Two varieties of unified monitoring fall short
With the rationale for specialization now outmoded, the desire for a unified approach to monitoring has shifted from nice-to-have to a must-have requirement. Some vendors have accommodated this shift in two ways – and both bring compromising issues.
One approach entails visualization systems that gather data from a broad array of components and present them together within a single frame. This visual frame is typically organized according to a graphical model with user-adjustable parameters. Note that the model is not intended to provide insight directly into what the data means. Its sole purpose is to organize the data gathered and make it easier for the user to survey it and generate their own insights. Visualization systems work in real time or near-real time. There is often a replay capability that allows the user to rerun the flow of data across the screen.
Other vendors have built polyglot data platforms capable of ingesting, storing, and providing access to a variety of data types. These can range from unstructured logs, metrics, and, more recently, traces. Generally, the strategy is to gather data from multiple sources and domains, and then to pour this data into a vast unified data lake. Users are then provided with query languages, visualization tools, and statistical analysis environments to help them navigate the lake. Unlike visualization systems, polyglot data platforms are based on the application of historical data. Proponents of this approach argue that the cost in terms of the time it takes for users to notice the data is more than compensated by the easy access to historical context.
Both approaches are fundamentally flawed. They do not address the consequences wrought by self-describing data and patterns of modern IT system behavior. Things like noise, redundancy, intricacy, and scale. Put another way, unified monitoring is a necessary step in the management of modern IT systems, but it is far from sufficient.
The missing ingredient for monitoring modern systems is intelligent observability.
Using observability to cope with noise and redundancy
Operations teams in modern environments now understand that the volume of data, velocity of change, and variety of data types characterize the monitoring data sets that a digital business needs to process for true unified monitoring.
In the case of IT and DevOps systems management, one must also add characteristics of noise and redundancy. This is a natural consequence of the system architectures supporting digital business being modular, distributed, volatile, and ephemeral. When a system component changes state, it typically must send a signal announcing its change of state to all connected components. Since that signal is essentially the same, no matter the component, most of these signals end up being redundant. A highly modular system means not only many more components but also many more component interconnections. The result is many more redundant messages that teams must deal with as part of their job.
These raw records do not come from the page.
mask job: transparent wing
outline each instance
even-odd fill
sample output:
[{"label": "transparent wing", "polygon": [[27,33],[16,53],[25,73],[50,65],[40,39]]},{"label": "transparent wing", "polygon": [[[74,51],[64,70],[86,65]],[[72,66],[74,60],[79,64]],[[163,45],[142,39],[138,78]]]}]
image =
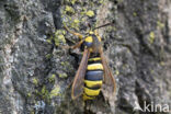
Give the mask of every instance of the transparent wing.
[{"label": "transparent wing", "polygon": [[84,80],[84,75],[88,66],[89,56],[90,56],[90,52],[88,49],[84,49],[83,57],[81,59],[79,69],[75,76],[75,80],[72,83],[71,98],[73,100],[79,95],[81,95],[83,92],[83,80]]},{"label": "transparent wing", "polygon": [[102,64],[103,64],[103,68],[104,68],[104,83],[105,83],[105,90],[107,90],[109,92],[115,93],[116,91],[116,82],[115,79],[113,77],[113,73],[111,71],[111,68],[107,65],[107,61],[105,59],[103,49],[100,49],[100,55],[101,55],[101,59],[102,59]]}]

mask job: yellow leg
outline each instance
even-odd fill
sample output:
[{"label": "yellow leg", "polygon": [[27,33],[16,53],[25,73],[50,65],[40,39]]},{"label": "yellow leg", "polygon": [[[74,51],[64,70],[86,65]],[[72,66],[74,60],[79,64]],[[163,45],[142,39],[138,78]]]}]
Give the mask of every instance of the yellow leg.
[{"label": "yellow leg", "polygon": [[66,25],[64,25],[64,27],[65,27],[69,33],[71,33],[71,34],[78,36],[80,39],[82,39],[83,36],[82,36],[80,33],[75,33],[75,32],[70,31]]},{"label": "yellow leg", "polygon": [[76,45],[73,46],[62,46],[62,48],[66,48],[66,49],[76,49],[76,48],[79,48],[81,46],[81,44],[83,43],[83,39],[81,39],[79,43],[77,43]]}]

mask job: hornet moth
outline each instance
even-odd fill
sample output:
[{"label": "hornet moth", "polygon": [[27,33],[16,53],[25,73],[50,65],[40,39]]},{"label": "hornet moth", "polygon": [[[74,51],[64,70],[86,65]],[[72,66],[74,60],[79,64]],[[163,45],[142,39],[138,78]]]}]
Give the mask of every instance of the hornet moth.
[{"label": "hornet moth", "polygon": [[105,90],[115,93],[116,82],[105,59],[101,37],[99,36],[96,29],[110,25],[111,23],[92,29],[86,36],[80,33],[70,31],[66,25],[65,29],[79,37],[80,42],[75,46],[70,46],[71,49],[79,48],[83,45],[83,56],[75,76],[71,87],[71,98],[77,99],[81,94],[83,100],[93,100],[99,95],[102,84],[105,84]]}]

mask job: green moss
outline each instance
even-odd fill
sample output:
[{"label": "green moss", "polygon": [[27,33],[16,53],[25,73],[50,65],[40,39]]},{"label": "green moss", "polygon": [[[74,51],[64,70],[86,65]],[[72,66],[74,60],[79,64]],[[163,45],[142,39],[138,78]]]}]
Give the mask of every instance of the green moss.
[{"label": "green moss", "polygon": [[90,18],[94,16],[94,12],[92,10],[89,10],[86,14]]},{"label": "green moss", "polygon": [[75,19],[71,23],[70,23],[70,26],[72,29],[76,29],[77,31],[79,31],[79,23],[80,21],[78,19]]},{"label": "green moss", "polygon": [[77,0],[71,0],[71,3],[75,4],[77,2]]},{"label": "green moss", "polygon": [[49,59],[49,58],[52,58],[52,57],[53,57],[53,54],[47,54],[47,55],[46,55],[46,58],[47,58],[47,59]]},{"label": "green moss", "polygon": [[52,44],[53,36],[50,36],[48,39],[46,39],[47,43]]},{"label": "green moss", "polygon": [[158,25],[158,27],[160,27],[160,29],[163,29],[163,27],[164,27],[164,24],[161,23],[160,21],[157,21],[157,25]]},{"label": "green moss", "polygon": [[37,84],[38,84],[38,79],[33,78],[33,79],[32,79],[32,82],[33,82],[35,86],[37,86]]},{"label": "green moss", "polygon": [[27,96],[30,98],[31,95],[32,95],[32,94],[29,92],[29,93],[27,93]]},{"label": "green moss", "polygon": [[134,12],[134,13],[133,13],[133,15],[134,15],[134,16],[137,16],[137,13],[136,13],[136,12]]},{"label": "green moss", "polygon": [[52,76],[48,78],[48,81],[49,81],[49,82],[54,82],[54,81],[55,81],[55,78],[56,78],[56,75],[52,75]]},{"label": "green moss", "polygon": [[119,71],[118,70],[115,70],[115,75],[118,76],[119,75]]},{"label": "green moss", "polygon": [[49,92],[46,89],[46,87],[44,86],[41,90],[39,95],[44,99],[44,100],[48,100],[49,101]]},{"label": "green moss", "polygon": [[73,8],[71,8],[71,7],[69,7],[69,5],[66,5],[65,11],[66,11],[66,13],[75,13]]},{"label": "green moss", "polygon": [[66,72],[59,73],[59,78],[67,78],[67,77],[68,77],[68,75]]},{"label": "green moss", "polygon": [[66,44],[66,38],[64,36],[66,32],[64,30],[58,30],[55,32],[54,41],[56,46],[59,46],[60,43]]},{"label": "green moss", "polygon": [[164,61],[160,61],[160,65],[161,65],[161,66],[164,66],[166,64],[164,64]]},{"label": "green moss", "polygon": [[60,87],[56,86],[49,93],[49,98],[58,96],[60,95]]},{"label": "green moss", "polygon": [[150,32],[150,34],[149,34],[149,42],[150,42],[150,44],[152,44],[155,42],[155,33],[153,32]]},{"label": "green moss", "polygon": [[104,2],[104,0],[100,0],[100,1],[99,1],[99,3],[101,3],[101,4],[102,4],[103,2]]}]

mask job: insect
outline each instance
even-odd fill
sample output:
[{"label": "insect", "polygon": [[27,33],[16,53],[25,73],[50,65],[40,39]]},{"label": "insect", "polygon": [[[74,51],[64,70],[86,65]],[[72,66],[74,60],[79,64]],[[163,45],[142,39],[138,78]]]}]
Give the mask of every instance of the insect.
[{"label": "insect", "polygon": [[[106,25],[110,24],[107,23],[95,29]],[[71,49],[79,48],[81,45],[84,46],[83,56],[71,87],[72,100],[81,94],[83,95],[84,101],[93,100],[100,94],[102,84],[104,84],[106,91],[114,94],[116,82],[104,57],[101,37],[95,29],[93,31],[90,30],[86,36],[70,31],[66,25],[65,29],[80,38],[79,43],[75,46],[70,46]]]}]

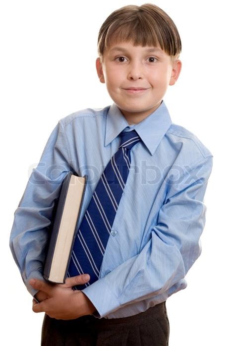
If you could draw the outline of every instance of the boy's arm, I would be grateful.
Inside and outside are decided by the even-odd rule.
[[[180,184],[169,184],[166,202],[140,253],[82,290],[100,318],[168,290],[170,295],[174,285],[184,278],[201,253],[199,238],[206,210],[203,200],[212,158],[191,167]]]
[[[29,291],[38,291],[29,284],[31,278],[42,276],[45,246],[48,239],[55,200],[62,180],[70,171],[69,153],[59,121],[46,143],[40,161],[29,177],[14,212],[9,245],[14,259]]]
From there, the situation with legacy tools gets even worse. Communication channels are almost always the main sources of data corruption. Since these redundant signals from interconnected components are traversing so many more channels, the probability of data corruption has skyrocketed. Even with unified monitoring, merely gathering all this data together in one place is unhelpful. Analysis is required to eliminate the noise and strip out the redundant data before teams can even start to determine whether an incident has occurred, its cause, and the possible consequences. Given monitoring volume, velocity, and variety, such analysis cannot be conducted efficiently and effectively by human beings without the assistance of modern, intelligent observability tools.
What specific role does observability play here? After data cleansing, the real work begins. Patterns must be discovered in the data that will provide insight into the behavior of the IT or application system (see figure above). With so many components acting in semi-independence from each other, the patterns that adequately describe system behavior are incredibly complex. To the human brain, even if assisted by powerful visualization tools, these patterns may look indistinguishable from random fluctuations.
Why not use statistical analysis tools to obtain insights? Because these tools typically ask the human analyst to choose from a library of comparatively simple probability distributions as a basis for understanding the data. Unfortunately, these distributions rarely match the distributions that are actually responsible for the data. In other words, even with cleansed data, teams need observability to discover the patterns that genuinely exist in the data, no matter what the complexity may be.
By utilizing an AI-based observability approach, teams can get a deeper understanding of the incident impacts and triggering events in real-time with a unified monitoring solution. In times of crisis, having this data helps to:
- Identify the necessary teams to remediate the problem quickly
- Identify the possible root cause
- Enable automated recovery
- Drive down measures of MTT(x)
The way forward is with intelligent observability
The bottom line is that unified monitoring is critical for taming the modular nature of modern system design. But data unification is only a first step. The next and crucial step is to set the power of AI-based data cleansing and pattern discovery loose on the vast data sets. Only then can an IT Operations, SRE, or DevOps team effectively support today’s digital business, with its reliance on hyper-complex infrastructure and application stacks.